Measurement Methodology¶

This document describes the core measurement principles and methodologies used in A-LEMS.

🎯 Core Principles¶

1. Immutable Raw Data¶

All raw measurements are never modified. This ensures: - Reproducibility - Original data always available - Auditability - Calculations can be verified - Flexibility - New analysis methods can be applied retrospectively

2. Three-Layer Architecture¶

Raw Measurements (immutable)
        │
        ▼
Baseline Subtraction
        │
        ▼
Derived Metrics (workload, tax, etc.)

3. Timestamp Precision¶

All samples have nanosecond-precision timestamps for: - Exact correlation with AI workflow phases - Accurate power calculation - Precise energy attribution

⚡ RAPL Energy Measurement¶

How RAPL Works¶

Intel's Running Average Power Limit (RAPL) provides energy counters for different CPU domains:

Domain	Description	Energy Counter
Package	Entire CPU package (cores + uncore)	`package_energy_uj`
Core	All CPU cores combined	`core_energy_uj`
Uncore	Cache, memory controller, I/O	`uncore_energy_uj`
DRAM	Memory subsystem	`dram_energy_uj`

Each domain has a cumulative energy counter in microjoules (µJ):

\[E_{domain}(t) = \text{counter}_t\]

Energy Calculation¶

Energy consumed during measurement interval:

\[\Delta E_{domain} = E_{domain}(t_2) - E_{domain}(t_1)\]

Average power:

\[P_{avg} = \frac{\Delta E_{domain}}{\Delta t} = \frac{E_{domain}(t_2) - E_{domain}(t_1)}{t_2 - t_1}\]

100Hz Sampling¶

The sampling thread runs at 100Hz (configurable):

\[\text{sampling interval} = \frac{1}{f_s} = 10\text{ ms}\]

This captures energy dynamics at: - 50Hz Nyquist frequency - Transient spikes down to 20ms duration - Sub-milliwatt power resolution

📏 Idle Baseline Methodology¶

Why Baseline Matters¶

Total measured energy includes both workload and system overhead:

\[E_{total} = E_{workload} + E_{idle}\]

To isolate workload energy, we measure idle power:

\[E_{workload} = E_{total} - P_{idle} \cdot \Delta t\]

Baseline Measurement Protocol¶

Core pinning: Pin measurement thread to dedicated core
Pre-wait: Allow system to enter deep idle (5-10 seconds)
Multiple samples: 3-10 samples of 10-30 seconds each
Statistical processing: Mean and standard deviation per domain

Confidence Interval Approach¶

Rather than using mean power, we use the lower bound of 95% confidence interval:

\[P_{idle,min} = \mu - 2\sigma\]

This prevents over-subtraction of idle energy.

🧮 Derived Metrics¶

Workload Energy¶

\[E_{workload} = E_{package} - P_{idle,package} \cdot \Delta t\]

Reasoning Energy¶

\[E_{reasoning} = E_{core} - P_{idle,core} \cdot \Delta t\]

Orchestration Tax (Mathematical Proof)¶

\[ \begin{aligned} E_{tax} &= E_{workload} - E_{reasoning} \\ &= (E_{pkg} - P_{idle,pkg}\Delta t) - (E_{core} - P_{idle,core}\Delta t) \\ &= (E_{pkg} - E_{core}) - (P_{idle,pkg} - P_{idle,core})\Delta t \\ &= E_{uncore} - P_{idle,uncore}\Delta t \end{aligned} \]

Conclusion: Orchestration tax equals uncore energy minus idle uncore energy.

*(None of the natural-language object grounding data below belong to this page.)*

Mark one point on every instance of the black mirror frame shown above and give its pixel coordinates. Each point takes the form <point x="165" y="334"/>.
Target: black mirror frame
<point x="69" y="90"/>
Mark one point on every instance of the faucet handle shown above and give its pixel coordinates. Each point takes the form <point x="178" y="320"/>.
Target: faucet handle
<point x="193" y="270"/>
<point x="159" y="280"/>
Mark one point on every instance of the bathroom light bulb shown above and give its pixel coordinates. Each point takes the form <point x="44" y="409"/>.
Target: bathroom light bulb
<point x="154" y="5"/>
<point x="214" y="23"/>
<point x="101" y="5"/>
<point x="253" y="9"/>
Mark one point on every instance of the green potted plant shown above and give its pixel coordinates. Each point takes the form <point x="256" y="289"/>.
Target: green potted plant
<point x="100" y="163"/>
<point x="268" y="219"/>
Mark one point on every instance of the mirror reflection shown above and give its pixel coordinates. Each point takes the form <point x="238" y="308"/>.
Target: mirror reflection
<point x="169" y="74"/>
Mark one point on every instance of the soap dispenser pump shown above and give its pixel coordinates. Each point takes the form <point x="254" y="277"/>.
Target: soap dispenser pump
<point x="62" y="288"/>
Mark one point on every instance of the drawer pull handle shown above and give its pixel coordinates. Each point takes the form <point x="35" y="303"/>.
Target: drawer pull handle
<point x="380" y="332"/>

This is where cache, memory controller, and I/O overhead appear.

🌡️ Thermal Measurement¶

Temperature Sampling¶

Thermal zones sampled at 1Hz:

\[T_i = \text{temperature at time } t_i\]

Thermal Gradient¶

Rate of temperature change:

\[\nabla T = \frac{T_{max} - T_{start}}{t_{rise}}\]

Thermal-Energy Coupling¶

At high temperatures, leakage current increases:

\[P_{leak} \propto T^2 e^{-E_a/kT}\]

Total power:

\[P_{total} = P_{dynamic} + P_{leak}(T)\]

📊 Performance Counter Methodology¶

Instructions Per Cycle¶

\[IPC = \frac{\text{instructions}}{\text{cycles}}\]

IPC indicates CPU efficiency: - < 1.0: Memory-bound or stalled - 1.0 - 2.0: Mixed workload - > 2.0: Compute-bound, efficient

Cache Miss Rate¶

\[\text{MissRate} = \frac{\text{cache\_misses}}{\text{cache\_references}} \times 100\%\]

High miss rates indicate: - Poor data locality - Random access patterns - Working set exceeds cache size

🔄 C-State Measurement¶

C-State Residency¶

Time spent in each C-state:

\[t_{Cx} = \sum_{i} \Delta t_i \cdot \mathbb{1}_{state=Cx}\]

Residency percentage:

\[\%Cx = \frac{t_{Cx}}{t_{total}} \times 100\%\]

Power Savings¶

Energy saved by entering deep C-states:

\[E_{saved} = \sum_{x} (P_{C0} - P_{Cx}) \cdot t_{Cx}\]

📈 Statistical Methodology¶

Sample Size Determination¶

For desired effect size \(\delta\), power \(1-\beta\), and significance \(\alpha\):

\[n = \frac{(z_{1-\alpha/2} + z_{1-\beta})^2 \sigma^2}{\delta^2}\]

Confidence Intervals¶

95% confidence interval for mean:

\[CI = \bar{x} \pm 1.96 \cdot \frac{\sigma}{\sqrt{n}}\]

Outlier Detection¶

Values outside \(\mu \pm 3\sigma\) are flagged for review.

🎯 Measurement Validation¶

Repeatability¶

Coefficient of variation across identical runs:

\[CV = \frac{\sigma}{\mu} \times 100\%\]

Acceptable: < 5%

Accuracy Validation¶

Comparison with external power meter:

\[\text{error} = \frac{|E_{RAPL} - E_{meter}|}{E_{meter}} \times 100\%\]

Acceptable: < 2%

📚 References¶

Intel Corporation. (2012). "Intel® 64 and IA-32 Architectures Software Developer's Manual"
Hähnel, M., et al. (2012). "Measuring Energy Consumption for Short Code Paths Using RAPL"
Khan, K. N., et al. (2018). "Energy Profiling Using RAPL"